As the train moves out there is an announcement in Finnish – which is totally foreign to us. We think we heard the word ‘Kemi’. An English announcement comes over which does now confirm that we are on the right train and in 3 stops arrive in Kemi….phew!
Munro last is the first stop and only 10minutes down the track. The station is adjacent to a mill of some kind…looks like a paper mill. We have passed areas of forest that look to be in different stages of managed growth and some accommodation quarters that perhaps are for the workers here. I’m surmising of course, but it otherwise feels like the middle of nowhere. I have put Muurola into my google search, and only come up with Finnish language results despite setting my preferences to English.
The next stretch of the journey is through more forest. there are more silver birch trees and we are seeing a few red and yellow buildings similar to Norway here with the white trim and matching outbuildings. The forests are also opening out to farm land with the round white hay bales ready for winter feeding of stock – although we haven’t seen any livestock yet. The train ride is smooth comfortable even in the ‘cheap seats’. No need to splash out on 1st class tickets for this trip.
Monolithic wind generators are in view above the tree line. They seem really out of place on their flat terrain and against the back drop of the still forests, but they are moving so there’s obviously a reason they’re standing there.
Tervola is the second stop. There has been more in the way of homes and farms and around here. Paakkola is the name on the factory, but there is not much around to give clues as to what they produce. Google again isn’t giving any English sites either so I’m afraid we are non the wiser!
Next stop Kemi on the coast of the Bothnian Sea and our destination. A sea that is between Finland and Sweden and in Winter freezes over. We are not sure what to expect at this time of year and in the weather conditions that we are experiencing. Kemi is home to the ‘Ice Hotel’ and the activities are very much geared around ice and snow. However it’s a new area and there’ll be plenty to discover and enjoy…
Ok, so it is 6 hours since we arrived in Kemi and it seems there is not actually anything here. The hotel is a building site and there are no activities that we can do. We can totally see the potential and it is an ideal WINTER wonderland. We checked in and discovered that we are the only ones here, and there are no other guests expected until December. Quite why Bentours – ‘The Scandinavian Specialists’ would include this on a tour before December we really cannot understand. The natural attraction is the Bothnian Sea which freezes and the Sampa ice-breaker that comes to the area. There are plenty of activities to do when it is in town, but that again is not until December. A snow Hotel is built here also which would be fascinating to visit. Even without the unusual weather conditions, this area is pretty much closed down. The cabin itself is well appointed and would be ok, but honestly, we would have to sit here and do nothing for two days. The lady at the front desk even said, “sorry, but there is nothing here and on Sunday even the shops will be closed”.

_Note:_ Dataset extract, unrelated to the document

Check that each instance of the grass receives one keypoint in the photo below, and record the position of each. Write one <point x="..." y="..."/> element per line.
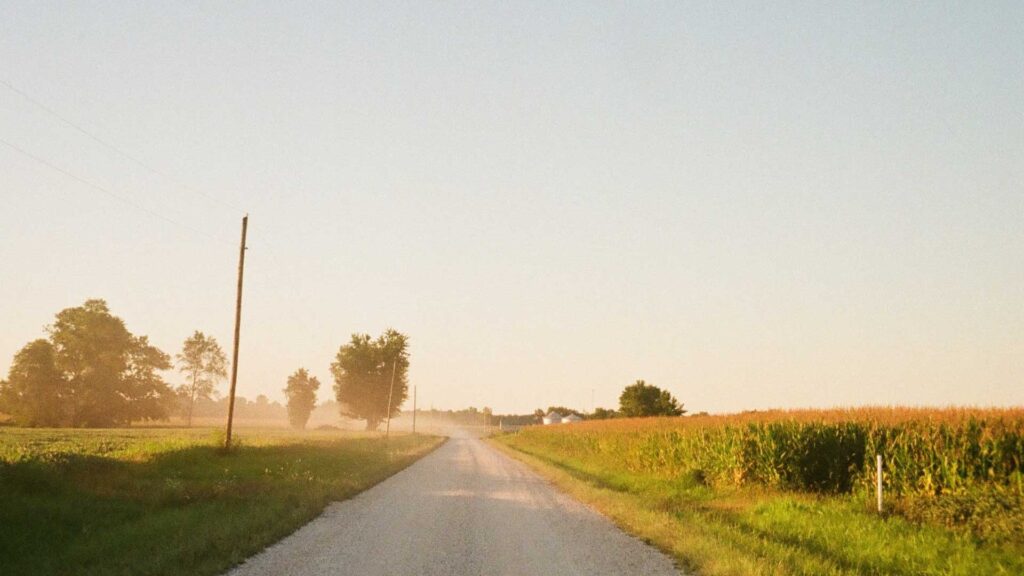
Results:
<point x="168" y="501"/>
<point x="731" y="530"/>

So, we decided to ring VRail and see if we can alter our tickets to leave on the train tonight instead of tomorrow night. It means forgoing the night’s accommodation, but we would rather spend the extra day in Helsinki than stay here frustrated and disappointed.
Thus began another couple of hours of phone calls, emails, anxiously waiting and as yet unknown cost. VRail would be very happy to change our ticket, and it would only cost 5 Euros each to do so. Awesome!! …except none of the reference numbers on the voucher we had made sense to the person at VRail and their system did not register payment for our tickets. We called the 24/7 helpline back in Aus and they made some enquires that ended up with the same conclusion. Unfortunately they did not have access to Bentours database and Bentours were not available due to the time difference. There was no other local operator information that we could try. We tried calling the London office, a Canadian office number as well, but all to no avail. The train station station had no one either as it is not staffed until the season starts in…you guessed it…December.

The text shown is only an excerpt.